Missglückte Geiselbefreiung schlägt Wellen

Weil Frankreich Brasiliens Regierung die geplante Befreiung Ingrid Betancourts verschweigen wollte, ging alles schief

PORTO ALEGRE taz ■ Die gescheiterte Aktion zur Befreiung der kolumbianischen Politikerin Ingrid Betancourt hat in Paris, Brasília und Bogotá zu Verstimmungen und gewundenen Erklärungen geführt.

Ein Vertrauter des französischen Außenministers Dominique de Villepin, zwei Agenten des Geheimdienstes DGSE und ein Arzt hatten gehofft, die im Februar 2002 entführte damalige Präsidentschaftskandidatin Betancourt im brasilianischen Amazonasgebiet in Empfang nehmen zu können. Ein Hercules-C-130-Militärflugzeug wartete unterdessen auf dem Flughafen von Manaus (taz vom 21. 7.).

Nach einem Bericht der kolumbianischen Sonntagszeitung El Espectador hatte die Guerilla der Farc (Revolutionäre Streitkräfte Kolumbiens) über einen Mittelsmann Betancourts Schwester Astrid am 4. Juli nach Amazonien gelotst. Die wiederum aktivierte Villepin. Der Außenminister beging einen folgenschweren Fehler: Obwohl sein brasilianischer Kollege Celso Amorim am 7. Juli in Paris weilte, weihte er ihn nicht in die „humanitäre Mission“ ein.

In Manaus verweigerten die 13 Franzosen jede Zusammenarbeit mit der brasilianischen Polizei, doch die kam der Sache rasch auf die Spur.

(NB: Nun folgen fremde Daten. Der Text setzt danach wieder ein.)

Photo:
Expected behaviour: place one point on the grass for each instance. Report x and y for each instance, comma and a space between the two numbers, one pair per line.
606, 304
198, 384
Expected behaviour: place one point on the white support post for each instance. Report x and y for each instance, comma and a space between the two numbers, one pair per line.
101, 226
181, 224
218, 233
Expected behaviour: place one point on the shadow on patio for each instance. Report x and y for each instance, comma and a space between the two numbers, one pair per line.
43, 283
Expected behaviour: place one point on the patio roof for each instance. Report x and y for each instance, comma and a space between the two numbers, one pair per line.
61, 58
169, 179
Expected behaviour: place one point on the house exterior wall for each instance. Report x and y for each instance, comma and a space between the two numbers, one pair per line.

Von neun Stützpunkten im Grenzgebiet schwärmten Polizisten mit Schnellbooten und einem Helikopter auf der Suche nach Astrid Betancourt aus, für die die Franzosen eine Nachricht hinterlassen hatten. Dieser Aufruhr könne der Farc nicht verborgen geblieben sein, sagt Bob Fernandes vom brasilianischen Wochenmagazin Carta Capital, der die Geschichte recherchierte und an die Öffentlichkeit brachte. Für die von einem Boulevardblatt publizierten Spekulationen, nach denen sich die Franzosen zur Behandlung des angeblich krebskranken Farc-Kommandanten Raúl Reyes bereit erklärt hätten, sieht er keine Anhaltspunkte.

Innerhalb der französischen Regierung sorgte der Alleingang des Betancourt-Freundes Villepin für Ärger, denn offenbar waren Präsident Jacques Chirac und Innenminister Nicolas Sarkozy ebenso wenig informiert wie Premierminister Jean-Pierre Raffarin, dem der Geheimdienst untersteht. In Brasília bekam der französische Botschafter eine Protestnote der brasilianischen Regierung überreicht, und in Kolumbiens Hauptstadt Bogotá bemühte sich Sarkozy um Schadensbegrenzung.

Der Unmut von Kolumbiens Präsident Álvaro Uribe wird sich in Grenzen gehalten haben, denn Frankreichs Innenminister unterzeichnete letzte Woche ein Abkommen zur Unterstützung der kolumbianischen Polizei, an dem auch Großbritannien und Spanien beteiligt sind. Dabei handelt es sich um die bislang deutlichste Rückendeckung aus der EU für Uribes Kriegskurs gegen die Farc.

Das diplomatische und auch humanitäre Malheur der Franzosen hat eine verblüffende Parallele: 1996 hatte sich in Kolumbien der Privatagent Werner Mauss um die Freilassung deutscher Geiseln bemüht – mit aktiver Unterstützung des Bonner Kanzleramtsministers Bernd Schmidbauer. Die kolumbianische Regierung wurde damals ebenso wenig informiert wie jetzt die brasilianische. Die örtlichen Sicherheitskräfte setzten sich auf die Spur von Mauss und nahmen ihn schließlich auf Geheiß des damaligen Gouverneurs Álvaro Uribe in Medellín fest. Seit diesem Fiasko halten sich deutsche Regierungen im Kolumbienkonflikt weitgehend bedeckt.